Friday, March 13, 2015

Hadoop Part 6

1. Why is Hadoop useful?

Hadoop is fault tolerant, meaning the system will simply redirect to another location and resume work when a node is lost. Hadoop is also schema-less and can absorb data of all types, sources, and structures, allowing for deeper analysis.
2. Which directory does Hadoop install to?
Hadoop is installed in cd/usr/lib/hadoop-0.20/

3. What are the four modules that make up the Apache Hadoop framework?

  • Hadoop Common, which contains the common utilities and libraries necessary for Hadoop’s other modules.
  • Hadoop YARN, the framework’s platform for resource-management
  • Hadoop Distributed File System, or HDFS, which stores information on commodity machines
  • Hadoop MapReduce, a programming model used to process  large-scale sets of data

4. Which modes can Hadoop be run in? List a few features for each mode.

  • Standalone, or local mode, which is one of the least commonly used environments. When it is used, it’s usually only for running MapReduce programs. Standalone mode lacks a distributed file system, and uses a local file system instead.
  • Pseudo-distributed mode, which runs all daemons on a single machine. It is most commonly used in QA and development environments.
  • Fully distributed mode, which is most commonly used in production environments. Unlike pseudo-distributed mode, fully distributed mode runs all daemons on a cluster of machines rather than a single one.

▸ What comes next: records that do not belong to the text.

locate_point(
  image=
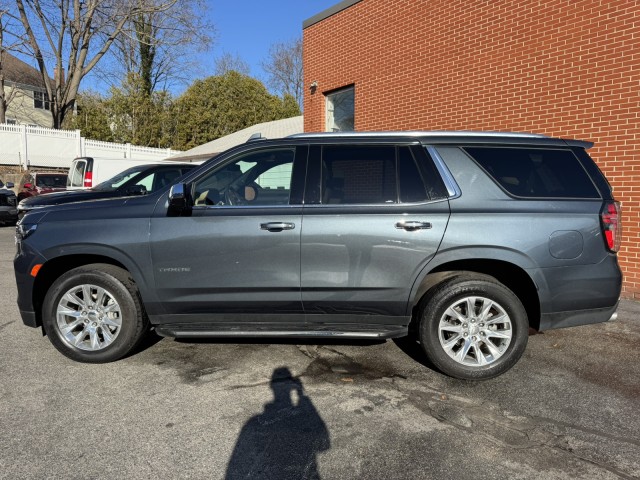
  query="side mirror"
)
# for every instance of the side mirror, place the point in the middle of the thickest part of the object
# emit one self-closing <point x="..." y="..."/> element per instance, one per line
<point x="136" y="190"/>
<point x="178" y="200"/>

5. Where are Hadoop’s configuration files located?

Hadoop’s configuration files can be found inside the conf sub-directory.

6. List Hadoop’s three configuration files.

  • hdfs-site.xml
  • core-site.xml
  • mapred-site.xml

7. What are “slaves” and “masters” in Hadoop?

In Hadoop, slaves are a list of hosts for task tracker servers and datanodes. Masters list hosts for secondary namenode servers.

8. What is /etc/init.d?

/etc/init.d is a Linux directory. In Hadoop, you use this to check the status of daemons or check where they’re located.

9. What is a Namenode?

Namenode exists at the center of the Hadoop distributed file system cluster. It manages metadata for the file system, and datanodes, but does not store data itself.

10. How many Namenodes can run on a single Hadoop cluster?

Only one Namenode process can run on a single Hadoop cluster. The file system will go offline if this Namenode goes down.

11. What is a datanode?

Unlike Namenode, a datanode actually stores data within the Hadoop distributed file system. Datanodes run on their own Java virtual machine process.

12. How many datanodes can run on a single Hadoop cluster?

Hadoop slave nodes contain only one datanode process each.

13. What is job tracker in Hadoop?

Job tracker is used to submit and track jobs in MapReduce.

14. How many job tracker processes can run on a single Hadoop cluster?

Like datanodes, there can only be one job tracker process running on a single Hadoop cluster. Job tracker processes run on their own Java virtual machine process. If job tracker goes down, all currently active jobs stop.

15. What sorts of actions does the job tracker process perform?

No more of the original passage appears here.